Someone might argue that there is a possibility that some plants might be endangered and that elephants are a threat to them. Well, let us look at endemic plants in the area (some may just be subspecies). These include Aristida brainii, Danthiopsis petiolata, Euphorbia fortissima, and Jamesbrittenia zambesica, all in the rocky gorges below Victoria Falls, far away from Hwange and in an area unlikely to be impacted by elephants.

There is a grass called Eragrostis glischra that is found in mopane woodland, rocky places and Kalahari sand in the north and west of Zimbabwe, and possibly in Hwange. Elephants are not a problem for this grass, and its range extends well out of the park and into areas closer towards Kariba. So we can see there are no endemic plants threatened by elephant numbers in Hwange and up to the Zambezi.

Elephant herd in Hwange National Park, Zimbabwe
© joepyrek/Flickr
Biased research

Bearing in mind that elephants are large animals and many people who visit the park are not used to the sort of damage present in all bushveld ecosystems – they being more used to manicured gardens in their neighbourhoods. So broken / fallen trees and heavily pruned bushes can be a shock and appear to be a bigger problem than they really are. Most studies on elephant damage have concentrated on big tree species such as teak, mopane, combretums, marula and a few other trees near waterholes.

The damage measured is normally only measured close to waterholes and little work done miles away.

I still remember helping Zimparks years ago on a project which was basically titled “Elephant damage on teak trees”. Before the research was started the assumption had been made that the elephants were causing damage to the teak forests, and the research was intended to prove this. One soon saw that they did very little damage, and did not seem to favour these trees for food. So the elephants had a bad rap and the research was launched on a false assumption!

Some researchers have noted little change in the vegetation since the 1960s in Hwange and some areas seem to be more wooded than before. The elephant impact on trees helps stop bush fire damage, fertilises the soil, and spreads seeds etc. – so tree impact has its ecological benefits. A good example is the spread of camelthorn trees and ilala palms.
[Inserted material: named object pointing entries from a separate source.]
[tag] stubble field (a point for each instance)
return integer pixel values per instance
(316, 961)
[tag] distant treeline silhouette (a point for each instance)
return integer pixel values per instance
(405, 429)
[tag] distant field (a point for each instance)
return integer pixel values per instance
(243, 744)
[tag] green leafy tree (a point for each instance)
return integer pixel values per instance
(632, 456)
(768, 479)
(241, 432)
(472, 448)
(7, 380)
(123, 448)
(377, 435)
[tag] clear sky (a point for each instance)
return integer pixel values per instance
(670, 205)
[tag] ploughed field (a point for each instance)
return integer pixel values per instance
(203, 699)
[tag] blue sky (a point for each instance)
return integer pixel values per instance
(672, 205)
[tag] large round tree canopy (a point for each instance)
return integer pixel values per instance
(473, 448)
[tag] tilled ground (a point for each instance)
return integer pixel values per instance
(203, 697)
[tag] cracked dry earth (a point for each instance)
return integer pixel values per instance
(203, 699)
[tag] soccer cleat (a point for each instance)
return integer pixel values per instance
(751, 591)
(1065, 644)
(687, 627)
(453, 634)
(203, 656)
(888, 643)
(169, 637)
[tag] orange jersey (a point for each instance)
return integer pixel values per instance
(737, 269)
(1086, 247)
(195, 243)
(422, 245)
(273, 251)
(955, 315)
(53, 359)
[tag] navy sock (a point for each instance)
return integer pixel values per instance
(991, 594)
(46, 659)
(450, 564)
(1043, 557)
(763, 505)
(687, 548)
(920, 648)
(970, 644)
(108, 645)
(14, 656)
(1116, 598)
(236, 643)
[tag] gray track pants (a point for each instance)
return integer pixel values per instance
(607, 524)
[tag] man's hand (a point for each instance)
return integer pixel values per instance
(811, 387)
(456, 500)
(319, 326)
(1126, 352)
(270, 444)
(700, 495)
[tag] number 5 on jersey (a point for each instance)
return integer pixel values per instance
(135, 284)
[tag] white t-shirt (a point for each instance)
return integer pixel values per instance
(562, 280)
A very interesting example of seed dispersal is a large albida tree at Ngamo, no doubt brought there from 20 plus or so kilometres away by elephants and the seeds germinating in elephant dung.


So in conclusion, in my opinion, elephants are not a problem for Hwange’s vegetation and this should not be used as an excuse for any culling in the park. I would also encourage those who visit Hwange to go not only in the dry season to see how well the areas around the waterholes recover during the rains, as dry season visits can give an unrealistic desert experience, in which the casual visitor can get a distorted view of the real situation on the ground.

I believe all those who push for the culling of elephants in Hwange should be punished with a 24-hour game count in February or in the rainy season and in their report list all the small plant species that are around the waterhole. Hopefully, they won’t die of boredom or sleep due to there being no elephants around at that time of year!